Tentativa de engano da CIA
A CIA (Agência Central de Inteligência) vinha circulando informações falsas dentro do Irã, alegando que os Estados Unidos haviam encontrado o avião e o estavam aterrando para retirá-lo do país, informou a Associated Press, citando um alto funcionário do governo Trump que falou sob condição de anonimato.
A desinformação criou confusão suficiente para permitir que a CIA determinasse a localização real do militar, onde ele estava escondido em uma montanha, disse o funcionário.
Apesar de estar ferido, o tripulante subiu a 7.000 pés (2.133 metros), de acordo com o senador Dave McCormick, republicano da Pensilvânia, que disse ao “Fox News Sunday” que foi informado por um alto funcionário envolvido na missão.
A agência de inteligência então enviou as coordenadas do avião ao Pentágono e à Casa Branca, onde Trump autorizou o resgate.
O Irã instou o público a encontrar o “piloto inimigo”.
Enquanto isso, um âncora de um canal afiliado à televisão estatal do Irã pediu aos residentes da região montanhosa do sudoeste do país, onde o jato caiu, que denunciassem qualquer “piloto inimigo” às autoridades e ofereceu uma recompensa, de acordo com uma reportagem da Associated Press detalhando a operação de resgate.
Trump disse que o avião norte-americano estava a ser “caçado” por adversários que “se aproximavam cada vez mais”, acrescentando que as autoridades norte-americanas monitorizavam constantemente a sua posição.
No que descreveu como o momento perfeito, Trump ordenou o envio de vários aviões blindados para recuperar o tripulante, que disse estar “gravemente ferido”, mas que esperava sobreviver.
Pelo menos três pessoas morreram e outras ficaram feridas num ataque aéreo no sudoeste do Irão, no sábado, na mesma área onde se acredita que o tripulante norte-americano desaparecido esteja, informou a mídia estatal iraniana.
Interrupções com aeronaves durante a operação
A missão enfrentou muitas dificuldades dentro do Irão.
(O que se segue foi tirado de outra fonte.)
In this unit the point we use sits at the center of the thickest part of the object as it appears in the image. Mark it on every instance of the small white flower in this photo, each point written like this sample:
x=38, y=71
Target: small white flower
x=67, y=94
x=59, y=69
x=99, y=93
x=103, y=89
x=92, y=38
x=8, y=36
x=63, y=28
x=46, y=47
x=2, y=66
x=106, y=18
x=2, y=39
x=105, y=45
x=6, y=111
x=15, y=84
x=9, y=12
O Comando Militar Conjunto do Irã afirmou ter como alvo dois helicópteros americanos Black Hawk envolvidos na operação.
Uma pessoa familiarizada com a situação disse que os helicópteros conseguiram chegar a um espaço aéreo seguro, embora não esteja claro se pousaram ou se algum pessoal ficou ferido. A pessoa falou sob condição de anonimato devido à delicadeza do assunto.
Devido a uma falha técnica, os militares dos EUA tiveram que enviar aeronaves adicionais para completar o resgate de outro militar, informou a AP, citando um oficial de inteligência regional informado sobre a operação. Dois aviões de transporte caíram após o acidente devido ao problema, acrescentou o responsável, também falando anonimamente.
No domingo, a televisão estatal iraniana transmitiu imagens do que alegou serem os destroços de um avião dos EUA abatido pelas forças iranianas, acompanhadas por imagens de uma espessa fumaça preta. Um avião de transporte e dois helicópteros estiveram envolvidos no resgate, disse a emissora.
O Comando Militar Conjunto do Irã disse que duas aeronaves de transporte C-130 e dois helicópteros Black Hawk estiveram envolvidos no acidente na província de Isfahan, onde foram resgatados.
“O facto de termos conseguido realizar ambas as operações, com um americano morto, ou mesmo ferido, apenas prova, mais uma vez, que temos um tremendo domínio aéreo e superioridade sobre os céus iranianos”, disse Trump nas redes sociais.
Outra aeronave militar dos EUA também foi destruída
No entanto, Trump não mencionou que outro avião militar foi abatido no mesmo dia por um F-15E.
A mídia estatal iraniana informou na sexta-feira que um avião de ataque A-10 dos EUA caiu após ser atingido pelas defesas aéreas iranianas. Está sendo relatado que o piloto deste avião ejetou e estava seguro.
Uma autoridade dos EUA, falando sob condição de anonimato devido à delicadeza da situação, confirmou que outro caça a jato da Força Aérea caiu no Oriente Médio na sexta-feira.
Outra pessoa familiarizada com o assunto disse que mais um piloto americano foi resgatado, embora nenhum detalhe adicional tenha sido divulgado devido a questões de segurança.
Nenhuma das fontes forneceu informações adicionais, incluindo que o avião era um A-10.